Lambert’s problem solver using the method proposed by Giulio Avanzini in 2008.

This module holds the implementation of the algorithm devised by Avanzini, which appeared for the first time in his article [1]. The solver takes advantage of the conservation of the eccentricity projection along the chord direction, so it iterates over this orbital element till the time of transfer from Kepler’s equation matches the desired transfer one.

However, the original routines was not developed to work under multi-revolutions conditions. In addition, Avanzini did not provide the derivative of Kepler’s equation with respect to the transverse eccentricity component, forcing a bounded numerical method (bisection or regulafalsi). This was solved by Quan He, which proposed new changes to Avanzini’s original algorithm in an article [2] proposed in 2010.

Finally, a new method [3] was proposed by Changxuan Wen in 2014, simplifying all previous routines.

[1] Avanzini, G. (2008). A simple Lambert algorithm. Journal of guidance,

control, and dynamics, 31(6), 1587-1594.

[2] He, Q., Li, J., & Han, C. (2010). Multiple-revolution solutions of the

transverse-eccentricity-based lambert problem. Journal of guidance, control, and dynamics, 33(1), 265-269.

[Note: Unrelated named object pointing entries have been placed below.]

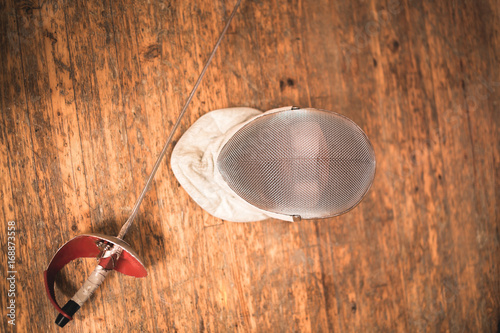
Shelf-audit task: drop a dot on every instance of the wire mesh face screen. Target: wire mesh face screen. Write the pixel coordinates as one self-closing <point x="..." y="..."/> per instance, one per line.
<point x="301" y="162"/>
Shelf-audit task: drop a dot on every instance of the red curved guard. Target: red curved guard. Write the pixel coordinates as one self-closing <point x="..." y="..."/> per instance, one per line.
<point x="84" y="246"/>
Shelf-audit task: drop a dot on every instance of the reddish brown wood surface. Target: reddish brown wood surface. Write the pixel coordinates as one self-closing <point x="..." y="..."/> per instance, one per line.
<point x="90" y="89"/>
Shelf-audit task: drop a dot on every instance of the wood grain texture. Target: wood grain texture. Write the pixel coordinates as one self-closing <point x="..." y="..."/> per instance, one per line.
<point x="90" y="89"/>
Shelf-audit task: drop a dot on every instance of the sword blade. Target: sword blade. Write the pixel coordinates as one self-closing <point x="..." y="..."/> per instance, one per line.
<point x="137" y="205"/>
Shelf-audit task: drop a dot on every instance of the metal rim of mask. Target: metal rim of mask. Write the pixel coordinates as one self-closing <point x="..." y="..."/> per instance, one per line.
<point x="280" y="162"/>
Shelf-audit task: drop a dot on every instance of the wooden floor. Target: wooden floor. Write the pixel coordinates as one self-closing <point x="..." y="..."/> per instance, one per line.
<point x="90" y="89"/>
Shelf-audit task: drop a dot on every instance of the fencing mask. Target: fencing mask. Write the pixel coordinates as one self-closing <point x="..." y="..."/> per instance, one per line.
<point x="243" y="165"/>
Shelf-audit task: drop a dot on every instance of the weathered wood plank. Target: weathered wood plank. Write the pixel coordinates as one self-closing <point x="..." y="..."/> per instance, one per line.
<point x="90" y="89"/>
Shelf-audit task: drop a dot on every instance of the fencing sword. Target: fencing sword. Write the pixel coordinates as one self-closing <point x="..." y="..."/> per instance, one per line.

[3] Wen, C., Zhao, Y., & Shi, P. (2014). Derivative analysis and algorithm

modification of transverse-eccentricity-based Lambert problem. Journal of Guidance, Control, and Dynamics, 37(4), 1195-1201.

Module Contents


avanzini2008(mu, r1, r2, tof, M=0, prograde=True, low_path=True, maxiter=35, atol=1e-05, rtol=1e-07, full_output=False)

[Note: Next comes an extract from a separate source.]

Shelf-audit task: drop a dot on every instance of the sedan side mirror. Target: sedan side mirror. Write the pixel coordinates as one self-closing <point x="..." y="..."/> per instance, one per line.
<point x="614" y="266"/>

Solves Lambert problem using Gooding's devised algorithm.


Computes transverse eccentricity value limits as of problem geometry.

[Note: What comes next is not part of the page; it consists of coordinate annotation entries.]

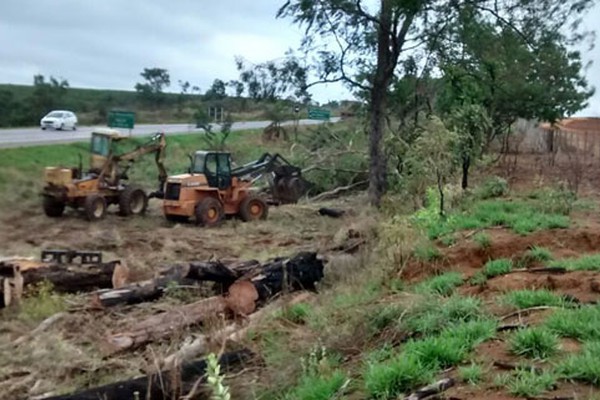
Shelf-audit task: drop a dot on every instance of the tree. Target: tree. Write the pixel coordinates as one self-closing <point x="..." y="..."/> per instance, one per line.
<point x="151" y="91"/>
<point x="217" y="91"/>
<point x="273" y="80"/>
<point x="373" y="45"/>
<point x="471" y="122"/>
<point x="432" y="157"/>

Returns proper transverse eccentricity function depending on the value

lamberthub.ecc_solvers.avanzini.avanzini2008(mu, r1, r2, tof, M=0, prograde=True, low_path=True, maxiter=35, atol=1e-05, rtol=1e-07, full_output=False)

Solves Lambert problem using Gooding’s devised algorithm.

  • mu (float) – Gravitational parameter, equivalent to \(GM\) of attractor body.

  • r1 (numpy.array) – Initial position vector.

  • r2 (numpy.array) – Final position vector.

  • M (int) – Number of revolutions. Must be equal or greater than 0 value.

  • prograde (bool) – If True, specifies prograde motion. Otherwise, retrograde motion is imposed.

  • low_path (bool) – If two solutions are available, it selects between high or low path.

  • maxiter (int) – Maximum number of iterations.

  • atol (float) – Absolute tolerance.

  • rtol (float) – Relative tolerance.

  • full_output (bool) – If True, the number of iterations and time per iteration are also returned.


  • v1 (numpy.array) – Initial velocity vector.

  • v2 (numpy.array) – Final velocity vector.

  • numiter (int) – Number of iterations.

  • tpi (float) – Time per iteration in seconds.


The following routine might be simplified making use of private functions. However, we decided to expose all the auxiliary routines to properly reproduce original report figures.


Computes transverse eccentricity value limits as of problem geometry.


Returns proper transverse eccentricity function depending on the value of the transfer angle.

  • ecc_H (float) – Lower value limit.

  • ecc_P (float) – Upper value limit.

  • dtheta (float) – Transfer angle.


eccT_at_x – A function to be evaluated at independent variable values.

Return type



These are equations (16) and (18) from the official report [1].